Briton Hemant Lakhani has been found guilty of attempting to support terrorism, after trying to sell a shoulder-launched missile to an undercover FBI agent.
Lekhani inspects the replica missile
The 69-year-old, of Hendon, north London, had denied the charges, saying he was a victim of entrapment
The BBC News website looks at the background to the case.
In 2001 Hemant Lakhani, an Indian-born British businessman living in Hendon, north London, went to Dubai to look for financial backing for a £130m deal on an Indian oil-refinery project.
While he was there, a contact encouraged him to speak to a rich Saudi friend who could help.

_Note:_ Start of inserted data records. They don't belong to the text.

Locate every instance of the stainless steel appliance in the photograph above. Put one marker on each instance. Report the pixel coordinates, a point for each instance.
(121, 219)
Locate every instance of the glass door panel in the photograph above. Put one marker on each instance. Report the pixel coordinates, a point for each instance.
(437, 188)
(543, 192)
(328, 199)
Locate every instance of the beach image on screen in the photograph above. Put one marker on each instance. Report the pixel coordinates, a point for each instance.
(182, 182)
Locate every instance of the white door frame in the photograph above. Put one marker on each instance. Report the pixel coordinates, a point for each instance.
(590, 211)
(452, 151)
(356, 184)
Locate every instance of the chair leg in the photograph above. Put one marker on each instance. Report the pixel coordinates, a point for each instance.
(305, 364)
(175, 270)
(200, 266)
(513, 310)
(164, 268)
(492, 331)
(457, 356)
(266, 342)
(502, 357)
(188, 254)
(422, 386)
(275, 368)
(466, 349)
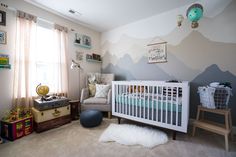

The friend was Mohammed Habib Rehman, also known as Air Haji, an undercover US Government informant.
The pair began conversations in December 2001.
Mr Rehman told Lakhani he represented a rebel Somali liberation group and was interested in arms - in particular shoulder-fired missiles.
Lakhani, who was eager to please his new contact, said he would try to help.
He had previously made one arms deal, which was the legal sale of 11 armoured personnel carriers to the government of Angola.
To make the deal for Mr Rehman, Lakhani received help from a man called Sergi in the Ukraine. Lakhani has claimed Sergi was working for Russian intelligence.
Sergi said he could supply Lakhani with Russian-made shoulder-fired missiles, called Igla.
When Lakhani told Mr Rehman he could get hold of the missiles, Mr Rehman instructed him to export the weapon to New Jersey, promising cash.
Mr Rehman said he would buy 200 weapons - a deal worth £11m, but told Lakhani to ship in one sample missile to begin with.
The two later met up at a hotel overlooking Newark airport in New Jersey. Mr Rehman explained to Lakhani that the deal was illegal.
He also told him he planned to use the missiles on the first anniversary of the 11 September attacks, and suggested the missile would be used to target a commercial aircraft.
However as time went on, Lakhani began to make remarks about the risks they were taking, saying the deal was "very dangerous" and "not very easy".
In November 2002, he told Mr Rehman: "This business is getting so dangerous. No one has the guts to do it... I won't do anything if it's risky."
Despite the risks, the plans eventually took shape, and in July 2003 Lakhani and Mr Rehman travelled to Russia, under the watch of intelligence agents, to meet with the suppliers and inspect the missile.
But unknown to Lakhani, the missile had been replaced with a replica model.
On August 12, 2003, the missile was delivered to Newark. Lakhani met Mr Rehman there to inspect the weapon, saying: "I can't believe what we have done."
After discussing payment for the remainder of the order, Mr Rehman left the room.
It was then stormed by FBI agents and customs officials.
Lakhani was charged and then placed in custody in New Jersey until his trial, which began in January 2005.